Sento spesso una voce femminile …
Africana?
Sì
Si chiama
Zaina, Zena, che è venuta qui in Italia emigrata come
tante altre. Tutte le voci del disco sono mie scoperte. Più
che ai professionisti penso sia bello rivolgersi a questa
immensa ricchezza dell’emigrazione che arriva dalle
nostre parti. Lei viene dal Mozambico ed è una ballerina.
Io ho scoperto che aveva anche queste doti vocali che si riferiscono
proprio alle sue leggende, al suono delle leggende della sua
infanzia che suona un po’ come l’Africa.
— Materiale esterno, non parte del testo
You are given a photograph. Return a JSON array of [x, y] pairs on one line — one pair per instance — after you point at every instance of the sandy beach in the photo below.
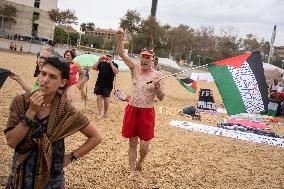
[[178, 158]]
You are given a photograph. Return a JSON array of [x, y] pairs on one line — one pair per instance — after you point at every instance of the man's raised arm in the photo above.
[[120, 49]]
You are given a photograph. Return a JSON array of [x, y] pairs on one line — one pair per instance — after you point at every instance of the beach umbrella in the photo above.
[[87, 60]]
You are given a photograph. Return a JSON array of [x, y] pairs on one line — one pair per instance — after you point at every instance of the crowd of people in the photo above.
[[41, 118], [13, 47]]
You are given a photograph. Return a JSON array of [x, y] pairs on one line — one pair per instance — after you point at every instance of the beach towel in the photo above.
[[251, 137]]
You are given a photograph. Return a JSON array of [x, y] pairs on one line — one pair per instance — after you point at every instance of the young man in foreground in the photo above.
[[37, 125]]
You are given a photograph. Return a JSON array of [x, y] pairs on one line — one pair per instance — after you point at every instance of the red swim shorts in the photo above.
[[138, 122]]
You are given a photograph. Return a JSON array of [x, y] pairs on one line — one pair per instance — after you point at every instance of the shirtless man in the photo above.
[[139, 117]]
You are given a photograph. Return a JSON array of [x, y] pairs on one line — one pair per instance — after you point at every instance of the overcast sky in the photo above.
[[248, 16]]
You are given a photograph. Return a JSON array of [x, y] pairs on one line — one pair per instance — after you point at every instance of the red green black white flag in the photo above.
[[3, 76], [241, 83]]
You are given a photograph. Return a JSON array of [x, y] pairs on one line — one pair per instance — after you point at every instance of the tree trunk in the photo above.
[[2, 27], [131, 49]]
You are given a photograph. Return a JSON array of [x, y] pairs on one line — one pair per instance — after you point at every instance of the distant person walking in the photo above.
[[73, 83], [104, 84]]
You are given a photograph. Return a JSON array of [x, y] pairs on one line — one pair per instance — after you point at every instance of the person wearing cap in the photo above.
[[104, 84], [156, 64], [139, 116]]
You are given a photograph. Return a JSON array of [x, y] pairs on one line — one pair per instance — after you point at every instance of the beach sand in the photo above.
[[178, 158]]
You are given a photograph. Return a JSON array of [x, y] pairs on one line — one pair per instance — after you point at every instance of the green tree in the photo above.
[[90, 26], [131, 23], [151, 29], [8, 14], [63, 18], [83, 27]]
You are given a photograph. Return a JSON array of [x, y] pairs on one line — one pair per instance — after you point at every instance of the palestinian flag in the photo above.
[[3, 76], [241, 83], [272, 108], [188, 84]]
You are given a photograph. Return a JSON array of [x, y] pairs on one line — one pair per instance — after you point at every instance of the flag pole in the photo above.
[[177, 73], [272, 44]]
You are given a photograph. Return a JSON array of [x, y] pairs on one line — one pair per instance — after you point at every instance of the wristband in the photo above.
[[73, 157], [27, 121]]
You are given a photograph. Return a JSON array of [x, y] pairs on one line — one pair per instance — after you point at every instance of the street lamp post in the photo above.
[[198, 59]]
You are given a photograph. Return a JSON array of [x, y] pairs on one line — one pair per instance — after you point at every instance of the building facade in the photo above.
[[108, 34], [32, 20], [105, 33]]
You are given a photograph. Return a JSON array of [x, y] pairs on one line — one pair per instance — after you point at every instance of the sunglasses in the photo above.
[[42, 58]]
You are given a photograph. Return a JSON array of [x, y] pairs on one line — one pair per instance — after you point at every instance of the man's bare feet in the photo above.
[[100, 116], [131, 175], [138, 167]]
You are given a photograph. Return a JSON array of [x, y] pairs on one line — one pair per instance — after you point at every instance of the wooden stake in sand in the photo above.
[[183, 71]]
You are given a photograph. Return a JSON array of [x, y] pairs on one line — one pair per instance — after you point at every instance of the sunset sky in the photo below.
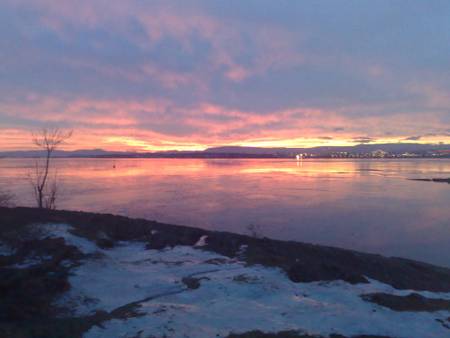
[[149, 75]]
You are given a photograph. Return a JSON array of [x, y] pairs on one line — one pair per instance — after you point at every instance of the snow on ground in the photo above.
[[232, 297]]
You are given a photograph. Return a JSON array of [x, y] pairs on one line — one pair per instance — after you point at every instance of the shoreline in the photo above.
[[330, 263], [80, 274]]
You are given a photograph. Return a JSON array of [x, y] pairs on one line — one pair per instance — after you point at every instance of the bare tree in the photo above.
[[44, 185]]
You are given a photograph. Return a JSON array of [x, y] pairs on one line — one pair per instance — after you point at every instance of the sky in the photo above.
[[157, 75]]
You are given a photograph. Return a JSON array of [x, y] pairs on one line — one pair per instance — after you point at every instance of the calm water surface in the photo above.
[[367, 205]]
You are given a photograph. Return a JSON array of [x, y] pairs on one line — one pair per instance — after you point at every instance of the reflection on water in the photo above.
[[365, 205]]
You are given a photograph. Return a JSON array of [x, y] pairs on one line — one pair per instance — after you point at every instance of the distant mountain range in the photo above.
[[245, 152]]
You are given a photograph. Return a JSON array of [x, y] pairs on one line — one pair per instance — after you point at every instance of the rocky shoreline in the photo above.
[[38, 269]]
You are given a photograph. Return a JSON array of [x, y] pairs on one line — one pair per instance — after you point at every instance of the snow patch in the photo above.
[[202, 241], [232, 297], [64, 230]]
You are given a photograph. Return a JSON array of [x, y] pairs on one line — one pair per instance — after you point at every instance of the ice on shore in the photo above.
[[232, 297]]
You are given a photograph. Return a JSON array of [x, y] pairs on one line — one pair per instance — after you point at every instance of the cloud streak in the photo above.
[[187, 75]]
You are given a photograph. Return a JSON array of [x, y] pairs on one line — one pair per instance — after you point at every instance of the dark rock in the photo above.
[[411, 302], [304, 272], [302, 261], [191, 282]]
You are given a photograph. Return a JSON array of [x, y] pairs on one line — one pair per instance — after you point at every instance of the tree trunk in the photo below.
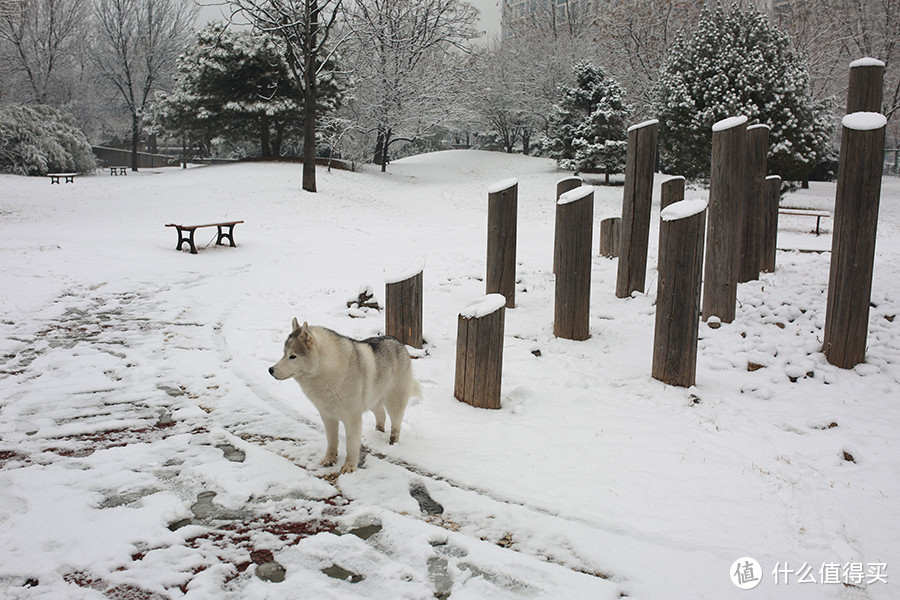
[[135, 139], [265, 146], [309, 132]]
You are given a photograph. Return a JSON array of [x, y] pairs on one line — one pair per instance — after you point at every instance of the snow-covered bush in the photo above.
[[40, 139], [587, 127], [738, 63]]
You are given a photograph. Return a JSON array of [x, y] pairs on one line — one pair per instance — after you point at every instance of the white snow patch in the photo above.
[[729, 123], [864, 121]]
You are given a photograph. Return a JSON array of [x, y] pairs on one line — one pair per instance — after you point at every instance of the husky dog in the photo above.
[[344, 378]]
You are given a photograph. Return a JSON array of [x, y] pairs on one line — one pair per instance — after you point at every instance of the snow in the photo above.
[[145, 451], [729, 123], [683, 209], [576, 194], [864, 121], [402, 273], [644, 124], [866, 62], [482, 307], [502, 185]]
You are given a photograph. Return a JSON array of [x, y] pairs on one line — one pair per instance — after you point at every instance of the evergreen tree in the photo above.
[[236, 85], [738, 63], [587, 127]]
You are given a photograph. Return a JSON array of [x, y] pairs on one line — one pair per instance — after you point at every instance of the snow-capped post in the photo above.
[[562, 186], [571, 313], [866, 86], [723, 221], [853, 241], [753, 213], [479, 352], [671, 191], [609, 236], [770, 225], [403, 306], [640, 163], [501, 247], [681, 232]]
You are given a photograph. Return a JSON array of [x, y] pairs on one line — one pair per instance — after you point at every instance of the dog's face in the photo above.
[[298, 349]]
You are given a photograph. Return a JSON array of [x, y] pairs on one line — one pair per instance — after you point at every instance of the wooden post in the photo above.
[[640, 163], [770, 225], [610, 236], [681, 232], [564, 185], [753, 212], [571, 314], [853, 241], [501, 246], [726, 194], [671, 191], [403, 307], [866, 86], [479, 352]]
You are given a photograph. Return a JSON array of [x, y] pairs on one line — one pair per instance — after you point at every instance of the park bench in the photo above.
[[186, 233], [67, 177], [818, 214]]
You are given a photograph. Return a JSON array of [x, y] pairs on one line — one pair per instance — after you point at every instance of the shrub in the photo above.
[[41, 139]]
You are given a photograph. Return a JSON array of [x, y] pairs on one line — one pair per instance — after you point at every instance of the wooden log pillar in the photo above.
[[770, 224], [866, 89], [853, 241], [723, 221], [479, 352], [634, 236], [671, 191], [564, 185], [571, 313], [501, 244], [403, 307], [681, 233], [753, 213], [610, 236]]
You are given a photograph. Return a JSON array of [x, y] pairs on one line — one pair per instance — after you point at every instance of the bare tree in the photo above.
[[137, 43], [411, 60], [303, 27], [40, 35]]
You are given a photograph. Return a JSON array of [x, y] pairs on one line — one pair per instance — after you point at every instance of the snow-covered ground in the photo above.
[[145, 452]]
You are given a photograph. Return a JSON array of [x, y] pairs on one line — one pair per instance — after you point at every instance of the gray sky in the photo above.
[[490, 14]]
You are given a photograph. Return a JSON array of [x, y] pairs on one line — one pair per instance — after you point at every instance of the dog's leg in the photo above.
[[331, 435], [379, 417], [353, 429], [396, 408]]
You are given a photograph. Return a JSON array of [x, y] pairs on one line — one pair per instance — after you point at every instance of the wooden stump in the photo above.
[[723, 233], [564, 185], [866, 88], [571, 314], [640, 163], [671, 191], [501, 245], [770, 225], [479, 352], [753, 213], [610, 236], [403, 308], [853, 241], [681, 233]]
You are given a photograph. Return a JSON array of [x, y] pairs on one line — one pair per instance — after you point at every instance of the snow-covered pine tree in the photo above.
[[738, 63], [587, 127]]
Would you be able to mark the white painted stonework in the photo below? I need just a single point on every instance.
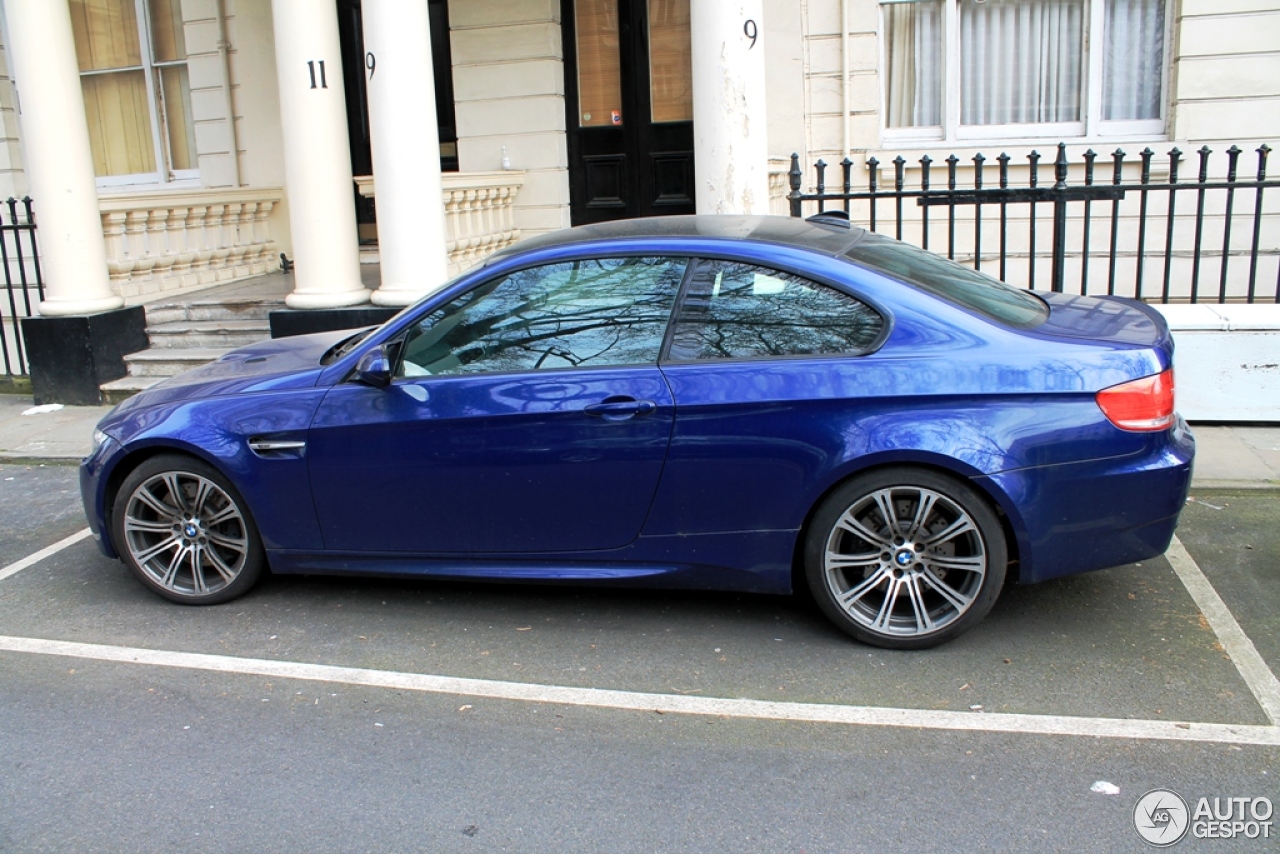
(731, 146)
(410, 228)
(316, 156)
(1226, 361)
(59, 165)
(479, 217)
(167, 242)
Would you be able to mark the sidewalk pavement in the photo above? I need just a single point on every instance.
(1226, 457)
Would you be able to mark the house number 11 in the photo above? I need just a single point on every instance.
(311, 67)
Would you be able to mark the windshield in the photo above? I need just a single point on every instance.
(950, 281)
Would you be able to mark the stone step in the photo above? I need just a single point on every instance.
(225, 334)
(170, 361)
(120, 389)
(228, 309)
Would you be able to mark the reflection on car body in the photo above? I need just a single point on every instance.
(713, 402)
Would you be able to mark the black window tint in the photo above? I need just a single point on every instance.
(745, 311)
(950, 281)
(593, 313)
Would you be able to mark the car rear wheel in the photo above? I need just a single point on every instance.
(186, 533)
(905, 558)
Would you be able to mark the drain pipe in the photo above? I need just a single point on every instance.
(844, 80)
(229, 109)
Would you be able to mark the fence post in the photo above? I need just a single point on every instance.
(1060, 220)
(794, 177)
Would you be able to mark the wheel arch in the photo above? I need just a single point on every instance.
(999, 502)
(135, 457)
L’altra
voce araba è Mohammed che viene dal Marocco e per esempio
Mohammed faceva tutt’altro lavoro ed era nei campi vicino
a Mondragone a raccoglier frutta e poi tu vai a scoprire che
appartiene a una famiglia colta, una famiglia di grandi tradizioni
culturali. Insomma qui tu vai a scoprire che tra gli immigrati
abbiamo delle ricchezze immense. Basta guardarsi intorno.